Tomorrow in Maynooth and in towns all across Ireland there will be public protests organised by Right2Water saying NO TO WATER CHARGES.
The leaflet dropped in the door says to bring whistles, bodhrans and placards. On Oct 11, about 100,000 people marched in Dublin and this is the next phase or widening protest nationally.

The leaflet is also right to say that the introduction of water charges in Ireland is, in effect, a new tax in order to pay the national bailout of Irish banks, especially Anglo-Irish Bank which cost the taxpayer (a private bank remember) about €80 BILLION if I remember right.
That remains a pretty impressive statistic for a population of 4.5 million people.
I’m also sympathetic to the protest at how the new company Irish Water has been set up: overstaffed, a private monoply, a whiff of jobs for the boys, bonuses already built in just for doing your job … etc Not that much seems to have changed in Ireland despite talk of root and branch reform to the way we do politics.
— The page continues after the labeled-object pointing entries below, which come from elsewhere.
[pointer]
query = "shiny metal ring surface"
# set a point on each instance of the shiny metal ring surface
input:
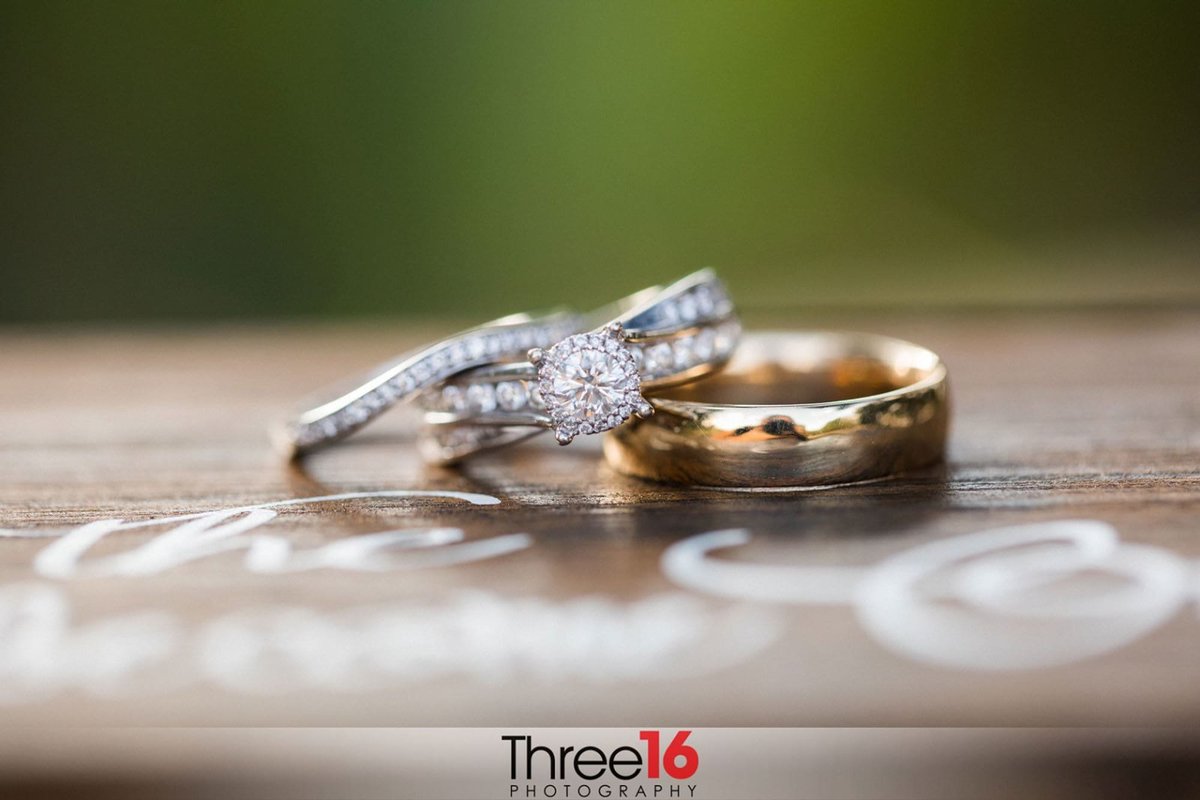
(341, 410)
(793, 410)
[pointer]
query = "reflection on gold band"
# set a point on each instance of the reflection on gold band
(795, 409)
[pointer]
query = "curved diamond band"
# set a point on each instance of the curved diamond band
(586, 383)
(343, 410)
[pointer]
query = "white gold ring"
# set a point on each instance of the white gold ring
(586, 383)
(340, 411)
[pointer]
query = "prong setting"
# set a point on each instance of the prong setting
(589, 383)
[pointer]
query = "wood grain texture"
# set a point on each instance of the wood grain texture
(1057, 414)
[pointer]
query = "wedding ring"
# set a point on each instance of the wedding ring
(587, 383)
(795, 409)
(339, 411)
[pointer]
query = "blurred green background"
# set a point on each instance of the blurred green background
(246, 160)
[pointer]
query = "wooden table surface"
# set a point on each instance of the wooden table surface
(561, 612)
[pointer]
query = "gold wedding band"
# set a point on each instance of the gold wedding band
(795, 409)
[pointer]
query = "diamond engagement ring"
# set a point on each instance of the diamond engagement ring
(343, 410)
(586, 383)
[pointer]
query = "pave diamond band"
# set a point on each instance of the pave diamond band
(340, 413)
(586, 383)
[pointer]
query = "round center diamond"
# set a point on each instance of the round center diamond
(589, 384)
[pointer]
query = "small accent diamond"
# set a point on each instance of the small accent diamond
(510, 395)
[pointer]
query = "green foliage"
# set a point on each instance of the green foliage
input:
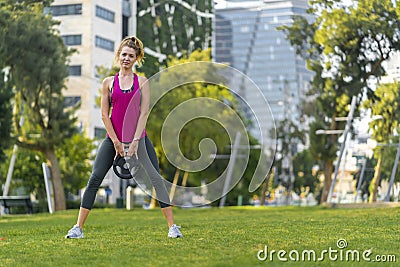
(385, 104)
(6, 95)
(75, 156)
(169, 28)
(27, 174)
(195, 130)
(345, 46)
(305, 179)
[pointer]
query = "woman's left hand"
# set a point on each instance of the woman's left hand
(133, 147)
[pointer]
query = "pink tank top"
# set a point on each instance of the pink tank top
(125, 110)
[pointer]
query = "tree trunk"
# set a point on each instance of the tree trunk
(328, 170)
(58, 188)
(375, 181)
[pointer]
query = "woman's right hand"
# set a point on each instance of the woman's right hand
(119, 148)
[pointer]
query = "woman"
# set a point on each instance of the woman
(129, 97)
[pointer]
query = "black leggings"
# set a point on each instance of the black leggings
(104, 160)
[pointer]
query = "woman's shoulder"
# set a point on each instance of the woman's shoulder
(108, 80)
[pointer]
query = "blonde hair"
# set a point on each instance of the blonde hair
(134, 43)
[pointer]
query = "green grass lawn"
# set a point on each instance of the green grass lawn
(213, 237)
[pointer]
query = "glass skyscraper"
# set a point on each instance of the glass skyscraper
(246, 38)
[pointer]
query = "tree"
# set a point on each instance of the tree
(37, 57)
(344, 60)
(6, 111)
(75, 155)
(169, 28)
(385, 104)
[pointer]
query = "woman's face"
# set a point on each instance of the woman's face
(127, 57)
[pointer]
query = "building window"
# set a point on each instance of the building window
(71, 101)
(104, 43)
(63, 10)
(105, 14)
(75, 70)
(99, 132)
(72, 39)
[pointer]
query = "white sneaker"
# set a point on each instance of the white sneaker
(75, 232)
(174, 231)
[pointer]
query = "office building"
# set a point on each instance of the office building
(93, 28)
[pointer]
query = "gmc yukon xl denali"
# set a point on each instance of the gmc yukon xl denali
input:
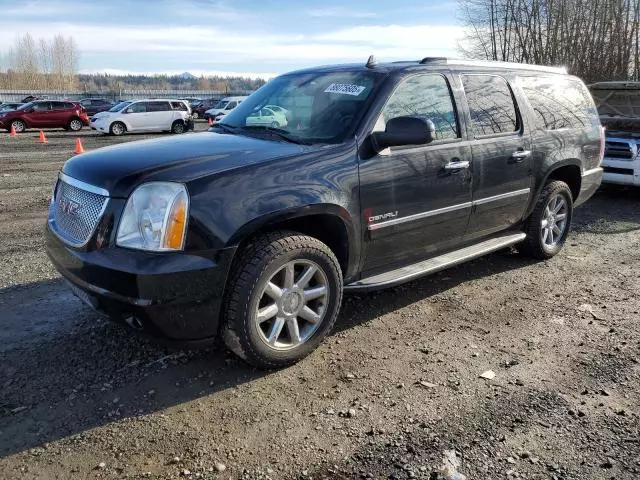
(383, 173)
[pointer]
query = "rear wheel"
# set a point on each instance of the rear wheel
(75, 125)
(19, 126)
(548, 226)
(117, 129)
(283, 298)
(178, 127)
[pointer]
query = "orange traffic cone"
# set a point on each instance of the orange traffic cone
(79, 147)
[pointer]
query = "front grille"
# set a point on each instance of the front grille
(76, 212)
(622, 150)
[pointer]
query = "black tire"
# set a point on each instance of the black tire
(117, 129)
(178, 127)
(534, 245)
(256, 265)
(75, 125)
(19, 126)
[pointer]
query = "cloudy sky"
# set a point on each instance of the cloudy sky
(259, 37)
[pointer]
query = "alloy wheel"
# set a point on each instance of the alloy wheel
(292, 305)
(554, 221)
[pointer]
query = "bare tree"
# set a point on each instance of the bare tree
(595, 39)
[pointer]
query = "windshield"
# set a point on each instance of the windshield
(221, 104)
(319, 107)
(119, 106)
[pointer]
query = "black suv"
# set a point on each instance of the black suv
(381, 173)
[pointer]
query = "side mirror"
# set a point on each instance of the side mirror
(405, 131)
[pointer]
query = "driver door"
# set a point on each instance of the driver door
(416, 200)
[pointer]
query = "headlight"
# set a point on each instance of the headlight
(155, 217)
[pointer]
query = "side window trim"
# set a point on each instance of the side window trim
(519, 118)
(454, 105)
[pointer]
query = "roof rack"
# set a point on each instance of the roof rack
(490, 63)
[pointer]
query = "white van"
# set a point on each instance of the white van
(223, 107)
(153, 115)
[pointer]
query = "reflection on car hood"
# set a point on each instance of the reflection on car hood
(120, 168)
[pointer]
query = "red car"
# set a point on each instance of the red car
(46, 114)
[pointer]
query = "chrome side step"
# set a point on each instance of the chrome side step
(426, 267)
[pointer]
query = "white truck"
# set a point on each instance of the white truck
(619, 109)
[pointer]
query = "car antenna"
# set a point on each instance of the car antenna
(371, 62)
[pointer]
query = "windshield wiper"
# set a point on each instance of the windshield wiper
(280, 132)
(226, 128)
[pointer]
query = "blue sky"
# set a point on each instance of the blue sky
(257, 38)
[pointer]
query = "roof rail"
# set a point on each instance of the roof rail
(491, 63)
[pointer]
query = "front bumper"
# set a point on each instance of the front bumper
(172, 295)
(591, 180)
(621, 172)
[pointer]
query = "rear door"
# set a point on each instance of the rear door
(40, 117)
(60, 114)
(415, 203)
(137, 116)
(160, 115)
(502, 156)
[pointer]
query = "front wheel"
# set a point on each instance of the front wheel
(283, 298)
(548, 226)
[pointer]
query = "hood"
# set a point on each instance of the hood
(121, 168)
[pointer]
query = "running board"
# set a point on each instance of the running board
(426, 267)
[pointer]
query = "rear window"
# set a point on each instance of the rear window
(158, 106)
(491, 105)
(179, 106)
(559, 102)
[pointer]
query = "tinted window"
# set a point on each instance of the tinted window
(178, 106)
(158, 106)
(41, 106)
(138, 107)
(490, 104)
(426, 97)
(559, 102)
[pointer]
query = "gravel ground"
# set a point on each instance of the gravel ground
(395, 386)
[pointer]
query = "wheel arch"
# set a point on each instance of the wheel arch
(329, 223)
(568, 171)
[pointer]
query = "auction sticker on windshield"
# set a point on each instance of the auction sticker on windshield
(345, 89)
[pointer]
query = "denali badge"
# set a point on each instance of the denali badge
(68, 206)
(384, 216)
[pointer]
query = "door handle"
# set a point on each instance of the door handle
(520, 155)
(457, 165)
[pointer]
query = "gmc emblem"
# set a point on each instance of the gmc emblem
(68, 206)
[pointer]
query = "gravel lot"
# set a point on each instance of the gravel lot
(396, 385)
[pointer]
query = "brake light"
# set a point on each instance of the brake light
(602, 144)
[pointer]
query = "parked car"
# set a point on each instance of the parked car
(159, 115)
(223, 107)
(267, 116)
(45, 114)
(7, 107)
(198, 109)
(96, 105)
(619, 108)
(388, 172)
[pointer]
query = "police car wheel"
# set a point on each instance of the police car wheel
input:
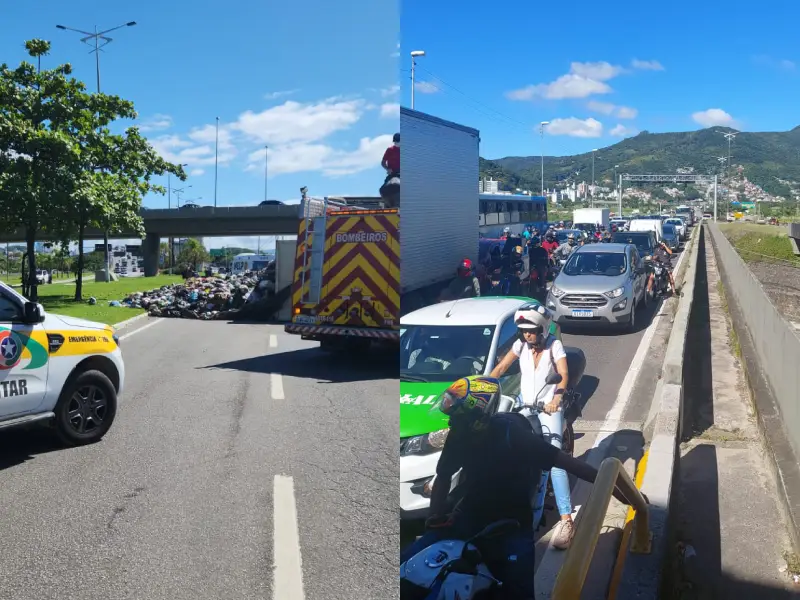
(86, 409)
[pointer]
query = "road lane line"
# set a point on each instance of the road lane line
(288, 574)
(553, 559)
(276, 381)
(135, 331)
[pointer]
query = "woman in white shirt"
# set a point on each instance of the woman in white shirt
(540, 354)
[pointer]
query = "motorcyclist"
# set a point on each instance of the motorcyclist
(465, 285)
(495, 484)
(661, 255)
(538, 258)
(539, 353)
(567, 248)
(550, 242)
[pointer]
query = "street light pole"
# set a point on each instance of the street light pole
(95, 42)
(414, 55)
(593, 151)
(542, 125)
(266, 169)
(216, 163)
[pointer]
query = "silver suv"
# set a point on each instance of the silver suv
(601, 284)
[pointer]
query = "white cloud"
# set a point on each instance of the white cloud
(390, 111)
(626, 112)
(425, 87)
(599, 71)
(647, 65)
(605, 108)
(583, 79)
(574, 127)
(714, 116)
(622, 131)
(293, 122)
(280, 94)
(333, 162)
(156, 123)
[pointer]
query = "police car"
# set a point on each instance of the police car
(57, 370)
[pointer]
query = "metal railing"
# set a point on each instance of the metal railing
(589, 522)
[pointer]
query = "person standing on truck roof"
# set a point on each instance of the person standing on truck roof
(391, 158)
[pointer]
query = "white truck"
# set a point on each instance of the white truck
(439, 204)
(591, 216)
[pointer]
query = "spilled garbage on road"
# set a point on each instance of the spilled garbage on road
(209, 298)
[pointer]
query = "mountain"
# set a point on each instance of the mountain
(767, 157)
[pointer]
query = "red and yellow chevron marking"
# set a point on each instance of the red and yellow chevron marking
(360, 275)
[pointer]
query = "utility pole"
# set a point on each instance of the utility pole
(542, 125)
(95, 42)
(414, 55)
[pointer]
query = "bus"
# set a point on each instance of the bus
(250, 262)
(515, 211)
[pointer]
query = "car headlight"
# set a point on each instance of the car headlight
(424, 444)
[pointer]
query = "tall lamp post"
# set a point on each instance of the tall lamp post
(414, 55)
(542, 125)
(94, 40)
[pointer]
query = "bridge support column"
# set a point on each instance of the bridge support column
(150, 249)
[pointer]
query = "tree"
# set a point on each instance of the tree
(61, 168)
(193, 254)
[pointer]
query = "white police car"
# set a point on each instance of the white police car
(57, 370)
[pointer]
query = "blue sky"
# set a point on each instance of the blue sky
(317, 83)
(600, 74)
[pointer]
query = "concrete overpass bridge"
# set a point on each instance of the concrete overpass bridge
(205, 221)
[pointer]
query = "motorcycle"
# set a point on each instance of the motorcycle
(660, 280)
(451, 569)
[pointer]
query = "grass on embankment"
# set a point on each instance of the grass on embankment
(764, 243)
(59, 299)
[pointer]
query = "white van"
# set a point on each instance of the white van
(648, 225)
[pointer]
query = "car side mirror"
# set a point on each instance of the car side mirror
(32, 313)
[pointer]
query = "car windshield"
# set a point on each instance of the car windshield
(642, 241)
(439, 353)
(610, 264)
(562, 235)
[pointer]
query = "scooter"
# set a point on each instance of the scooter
(453, 569)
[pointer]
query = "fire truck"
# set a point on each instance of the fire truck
(346, 289)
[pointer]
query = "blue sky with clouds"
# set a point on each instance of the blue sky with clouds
(315, 81)
(601, 73)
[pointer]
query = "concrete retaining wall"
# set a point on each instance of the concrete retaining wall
(770, 353)
(776, 344)
(642, 573)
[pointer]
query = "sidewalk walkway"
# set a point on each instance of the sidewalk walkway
(732, 539)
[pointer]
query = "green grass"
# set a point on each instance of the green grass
(59, 298)
(755, 245)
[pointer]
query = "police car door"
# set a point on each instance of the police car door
(24, 360)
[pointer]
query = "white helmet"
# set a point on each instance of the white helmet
(532, 316)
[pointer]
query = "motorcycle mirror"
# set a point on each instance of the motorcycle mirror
(553, 379)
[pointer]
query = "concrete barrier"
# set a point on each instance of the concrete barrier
(770, 352)
(641, 573)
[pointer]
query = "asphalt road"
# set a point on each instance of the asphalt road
(234, 445)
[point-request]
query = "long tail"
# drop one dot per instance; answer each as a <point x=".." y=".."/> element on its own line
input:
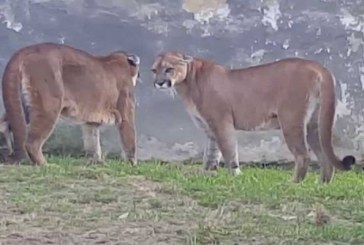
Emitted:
<point x="11" y="84"/>
<point x="326" y="118"/>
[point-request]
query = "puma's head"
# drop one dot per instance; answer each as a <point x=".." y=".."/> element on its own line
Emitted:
<point x="134" y="63"/>
<point x="170" y="69"/>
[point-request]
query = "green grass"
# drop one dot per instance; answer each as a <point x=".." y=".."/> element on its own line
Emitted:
<point x="153" y="203"/>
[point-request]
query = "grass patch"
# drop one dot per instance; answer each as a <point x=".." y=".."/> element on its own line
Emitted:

[As an aside – it also seems that the promised radical shake up of the Irish Civil Service is going to be a pretty toothless affair. My prediction for the next general election? The established parties are going to get hammered and Sinn Fein and the more radical left are going to advance in a way never seen before in Irish politics. And the Govt and Fianna Fail and the Irish “estabishment” will only have themselves to blame for being unable to imagine and actually implement change.]
So, a lot of people are very worked up about their ‘right 2 water’ being threatened.
But this week I also came across statistics from Tearfund like these
Currently, 2.5 billion people do not have access to basic sanitation and 900 million people lack safe water. As a result, 2.2 million children under five die from diarrhoeal diseases each year. Women and children in poorer countries spend hours each day collecting and carrying water. The weight of water carried can be more than 25 kilograms.
I don’t see and hear outrage and protests nationally about this sort of life and death injustice.
I do hear people getting very angry and upset at a first world problem of paying a tax. And I include myself in that category.